Maryland Test Scores Rise: Gains for Some Might Fall Short of Federal Standards
Ohanian Comment: Sorry I can't celebrate. I just sit here thinking of all the skill drill this represents.
In the second year of a state test aimed at making schools more accountable, all of Maryland's 24 school districts improved their performance, with elementary grades showing the most significant gains.
Despite the upward trend, hundreds of schools could be labeled as failing later this month and face sanctions because they are not improving fast enough to meet federal standards.
Among the thousands of pieces of data in the Maryland School Assessment results released yesterday were a few surprises. Eastern Technical High School in Essex beat out a host of high-achieving, suburban schools with 98 percent of its 10th-graders passing the reading test, highest in the state.
And Baltimore teachers and students overcame financial turmoil to make some of the largest percentage gains in the state: half of the city's third-graders passed the reading test. But the city ranked last overall, and only 19 percent of eighth-graders passed the math test.
The biggest gain statewide came in third-grade reading, which jumped by 13 percentage points to a pass rate of 71 percent this year. Increases in middle and high school scores were smaller, consistent with previous state and standardized tests.
"We are proud of the work being done across the state," said Nancy S. Grasmick, state superintendent of schools, who released the scores at a State Board of Education meeting yesterday. "People have taken this very seriously."
The highest-performing school districts in the elementary grades were Howard, Queen Anne's, Harford, Calvert and Carroll counties.
Baltimore County schools gained on each of the seven tests, with average scores largely mirroring the state. The county's highest-scoring elementary school was Carroll Manor in Baldwin.
In Howard, scores increased slightly for almost all grade levels, except eighth-grade reading, which dipped less than 1 percent, from 62.8 to 62.2 percent.
Grasmick said that several factors combined to increase scores, including use of a new state curriculum.
The test, given to gauge compliance with the federal No Child Left Behind Act, will require schools to continue making steady gains for the next decade until 100 percent of children pass.
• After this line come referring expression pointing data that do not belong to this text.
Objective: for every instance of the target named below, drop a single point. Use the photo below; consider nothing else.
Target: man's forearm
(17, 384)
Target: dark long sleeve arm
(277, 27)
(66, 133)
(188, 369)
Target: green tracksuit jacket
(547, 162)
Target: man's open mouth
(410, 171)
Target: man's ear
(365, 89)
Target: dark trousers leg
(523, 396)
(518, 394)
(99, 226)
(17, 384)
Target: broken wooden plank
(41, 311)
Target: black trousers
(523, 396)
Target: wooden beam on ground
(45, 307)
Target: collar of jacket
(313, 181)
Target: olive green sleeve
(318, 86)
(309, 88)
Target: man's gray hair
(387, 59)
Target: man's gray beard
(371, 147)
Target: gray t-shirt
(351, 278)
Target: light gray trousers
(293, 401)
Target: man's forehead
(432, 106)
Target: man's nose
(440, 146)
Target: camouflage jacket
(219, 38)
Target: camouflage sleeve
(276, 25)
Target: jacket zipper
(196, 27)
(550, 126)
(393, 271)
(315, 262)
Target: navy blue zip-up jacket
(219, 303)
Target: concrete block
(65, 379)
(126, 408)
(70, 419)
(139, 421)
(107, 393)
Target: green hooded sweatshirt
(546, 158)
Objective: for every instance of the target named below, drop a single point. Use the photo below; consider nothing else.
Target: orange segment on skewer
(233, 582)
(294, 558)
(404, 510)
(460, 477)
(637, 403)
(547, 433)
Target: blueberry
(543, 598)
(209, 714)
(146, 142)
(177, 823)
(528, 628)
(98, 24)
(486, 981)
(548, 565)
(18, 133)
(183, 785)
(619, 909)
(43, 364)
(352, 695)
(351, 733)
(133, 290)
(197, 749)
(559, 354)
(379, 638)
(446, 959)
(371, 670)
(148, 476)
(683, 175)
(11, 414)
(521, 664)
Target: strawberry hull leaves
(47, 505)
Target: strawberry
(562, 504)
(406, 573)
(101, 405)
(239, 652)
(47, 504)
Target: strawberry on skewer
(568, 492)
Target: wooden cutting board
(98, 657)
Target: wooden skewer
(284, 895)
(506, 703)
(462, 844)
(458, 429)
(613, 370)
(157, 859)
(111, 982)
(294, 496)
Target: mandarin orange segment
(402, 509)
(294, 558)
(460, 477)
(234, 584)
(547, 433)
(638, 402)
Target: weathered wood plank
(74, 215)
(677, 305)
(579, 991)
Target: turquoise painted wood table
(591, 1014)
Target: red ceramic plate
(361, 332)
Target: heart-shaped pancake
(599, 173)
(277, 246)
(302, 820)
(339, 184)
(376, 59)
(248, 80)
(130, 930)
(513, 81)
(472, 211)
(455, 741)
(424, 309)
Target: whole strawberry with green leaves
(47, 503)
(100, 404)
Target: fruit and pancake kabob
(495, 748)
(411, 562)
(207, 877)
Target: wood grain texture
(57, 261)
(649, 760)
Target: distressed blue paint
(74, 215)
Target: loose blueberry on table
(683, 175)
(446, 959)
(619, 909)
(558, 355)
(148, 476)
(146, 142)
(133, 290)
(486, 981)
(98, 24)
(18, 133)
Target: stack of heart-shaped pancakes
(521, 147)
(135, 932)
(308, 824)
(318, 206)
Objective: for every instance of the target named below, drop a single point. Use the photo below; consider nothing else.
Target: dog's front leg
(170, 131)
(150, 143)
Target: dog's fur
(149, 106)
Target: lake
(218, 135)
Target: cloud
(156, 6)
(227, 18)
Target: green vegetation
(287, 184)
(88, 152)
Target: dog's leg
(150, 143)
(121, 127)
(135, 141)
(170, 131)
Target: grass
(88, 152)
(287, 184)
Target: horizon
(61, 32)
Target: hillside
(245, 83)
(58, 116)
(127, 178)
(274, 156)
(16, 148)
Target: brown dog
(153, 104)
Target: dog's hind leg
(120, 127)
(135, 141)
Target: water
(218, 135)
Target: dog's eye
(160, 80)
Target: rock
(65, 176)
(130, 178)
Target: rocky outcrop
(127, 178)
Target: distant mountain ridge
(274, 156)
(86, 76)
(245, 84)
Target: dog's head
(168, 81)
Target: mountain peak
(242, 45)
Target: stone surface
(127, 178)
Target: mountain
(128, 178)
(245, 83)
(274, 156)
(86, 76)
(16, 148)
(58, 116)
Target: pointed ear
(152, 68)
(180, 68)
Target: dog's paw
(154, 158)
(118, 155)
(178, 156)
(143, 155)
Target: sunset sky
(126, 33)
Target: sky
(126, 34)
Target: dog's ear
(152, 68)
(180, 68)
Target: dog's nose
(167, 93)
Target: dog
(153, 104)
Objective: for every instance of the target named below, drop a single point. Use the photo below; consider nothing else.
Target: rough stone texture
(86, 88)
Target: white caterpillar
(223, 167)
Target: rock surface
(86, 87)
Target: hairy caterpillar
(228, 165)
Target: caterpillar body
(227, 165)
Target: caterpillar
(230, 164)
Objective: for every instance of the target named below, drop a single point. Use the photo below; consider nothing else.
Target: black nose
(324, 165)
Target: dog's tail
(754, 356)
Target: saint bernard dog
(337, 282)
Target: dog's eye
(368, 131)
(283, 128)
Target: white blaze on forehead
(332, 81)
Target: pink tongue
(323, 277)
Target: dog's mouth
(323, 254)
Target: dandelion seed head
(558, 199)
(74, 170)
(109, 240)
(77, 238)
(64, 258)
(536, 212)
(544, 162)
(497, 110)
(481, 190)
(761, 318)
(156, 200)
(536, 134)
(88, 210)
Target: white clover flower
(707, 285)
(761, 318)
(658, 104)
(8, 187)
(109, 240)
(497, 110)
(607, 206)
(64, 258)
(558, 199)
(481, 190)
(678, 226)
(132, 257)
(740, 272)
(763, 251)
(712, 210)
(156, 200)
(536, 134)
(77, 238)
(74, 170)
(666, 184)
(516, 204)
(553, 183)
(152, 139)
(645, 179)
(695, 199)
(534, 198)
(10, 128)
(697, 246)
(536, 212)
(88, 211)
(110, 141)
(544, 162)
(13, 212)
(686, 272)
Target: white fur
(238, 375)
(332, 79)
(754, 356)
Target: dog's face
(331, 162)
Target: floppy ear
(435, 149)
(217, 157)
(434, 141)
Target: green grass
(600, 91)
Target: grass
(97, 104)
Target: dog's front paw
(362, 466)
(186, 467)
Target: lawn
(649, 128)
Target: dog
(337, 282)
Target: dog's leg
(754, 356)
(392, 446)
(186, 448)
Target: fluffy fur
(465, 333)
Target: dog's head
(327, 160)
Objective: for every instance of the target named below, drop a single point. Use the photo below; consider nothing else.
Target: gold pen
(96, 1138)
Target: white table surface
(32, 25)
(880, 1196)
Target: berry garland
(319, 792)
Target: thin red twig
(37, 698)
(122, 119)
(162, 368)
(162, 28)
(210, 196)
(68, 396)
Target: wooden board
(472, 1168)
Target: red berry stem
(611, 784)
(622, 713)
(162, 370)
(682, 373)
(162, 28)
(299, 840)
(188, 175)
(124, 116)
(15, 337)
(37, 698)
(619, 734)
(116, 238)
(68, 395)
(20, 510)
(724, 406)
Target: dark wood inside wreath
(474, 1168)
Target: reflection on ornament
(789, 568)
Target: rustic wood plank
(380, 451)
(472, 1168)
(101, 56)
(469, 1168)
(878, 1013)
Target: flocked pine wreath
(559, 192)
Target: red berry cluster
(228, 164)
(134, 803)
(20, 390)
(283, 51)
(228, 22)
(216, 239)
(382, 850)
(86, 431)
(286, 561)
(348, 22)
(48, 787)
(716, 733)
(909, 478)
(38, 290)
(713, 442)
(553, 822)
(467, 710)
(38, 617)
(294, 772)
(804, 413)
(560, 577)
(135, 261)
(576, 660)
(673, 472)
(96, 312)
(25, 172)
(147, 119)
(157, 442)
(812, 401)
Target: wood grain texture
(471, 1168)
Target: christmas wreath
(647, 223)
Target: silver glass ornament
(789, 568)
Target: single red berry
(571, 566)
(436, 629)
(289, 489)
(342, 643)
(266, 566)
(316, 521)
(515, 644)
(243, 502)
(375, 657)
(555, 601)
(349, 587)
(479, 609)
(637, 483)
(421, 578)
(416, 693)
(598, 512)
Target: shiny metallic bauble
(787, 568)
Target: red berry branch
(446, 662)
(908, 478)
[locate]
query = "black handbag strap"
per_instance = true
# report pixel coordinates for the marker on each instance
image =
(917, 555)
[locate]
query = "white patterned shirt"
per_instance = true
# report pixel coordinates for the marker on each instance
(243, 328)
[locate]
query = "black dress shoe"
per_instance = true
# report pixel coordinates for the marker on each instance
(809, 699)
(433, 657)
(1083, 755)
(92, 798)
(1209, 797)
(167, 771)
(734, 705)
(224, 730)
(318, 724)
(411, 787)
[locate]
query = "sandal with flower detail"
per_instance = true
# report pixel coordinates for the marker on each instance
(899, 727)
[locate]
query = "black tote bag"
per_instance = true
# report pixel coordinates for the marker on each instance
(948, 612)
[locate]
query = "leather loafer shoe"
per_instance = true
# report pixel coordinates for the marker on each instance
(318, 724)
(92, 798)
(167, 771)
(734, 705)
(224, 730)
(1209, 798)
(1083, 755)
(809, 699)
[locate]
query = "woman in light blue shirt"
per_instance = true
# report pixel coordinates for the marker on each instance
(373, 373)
Given in math and reading for grades three, five and eight and reading for 10th-graders, it places more attention on ensuring that special education, poor, minority and limited English speakers achieve at the same level as others. A high-performing school could fail to meet standards if just one group is not improving.
Many systems reported hefty gains in the scores of minority and special education students.
African-Americans in Anne Arundel County, for instance, made greater gains than whites on five of the seven tests. African-Americans' scores rose 17.4 percent in fifth-grade math, compared with a 10.2 percent increase for white students.
Among high schools, Baltimore County's Eastern Technical, Baltimore Polytechnic Institute, Baltimore City College and Montgomery County's Winston Churchill High School were the top four performers in 10th-grade reading.
That left Howard's Centennial and Baltimore County's Dulaney - two perennial high flyers - further down the list than usual. Eastern, City and Poly all have entrance criteria.
In Anne Arundel, more than 78 percent of third-graders scored at the proficient or advanced level in reading, and 81.4 percent did so in math. Nearly 80 percent of Carroll students met standards in reading in each grade level tested - scoring above the state average and surpassing last year's results. Math scores were comparable, except for eighth grade.
In Harford, the county's elementary schools were among the top performers, with strongest scores in fifth-grade reading.
But schools are uneasily awaiting a state announcement of which have met targets, called adequate yearly progress.
If a school fails to meet standards several years in a row and has a certain percentage of poor children, the school system must offer students the option of transferring to a higher-achieving school or being given extra tutoring help after school. The longer a school fails to meet standards, the more onerous the sanctions become.
Grasmick has asked the U.S. Department of Education to reconsider the formula used to calculate whether a school has made enough progress. She said she expects a response from the federal officials within a week.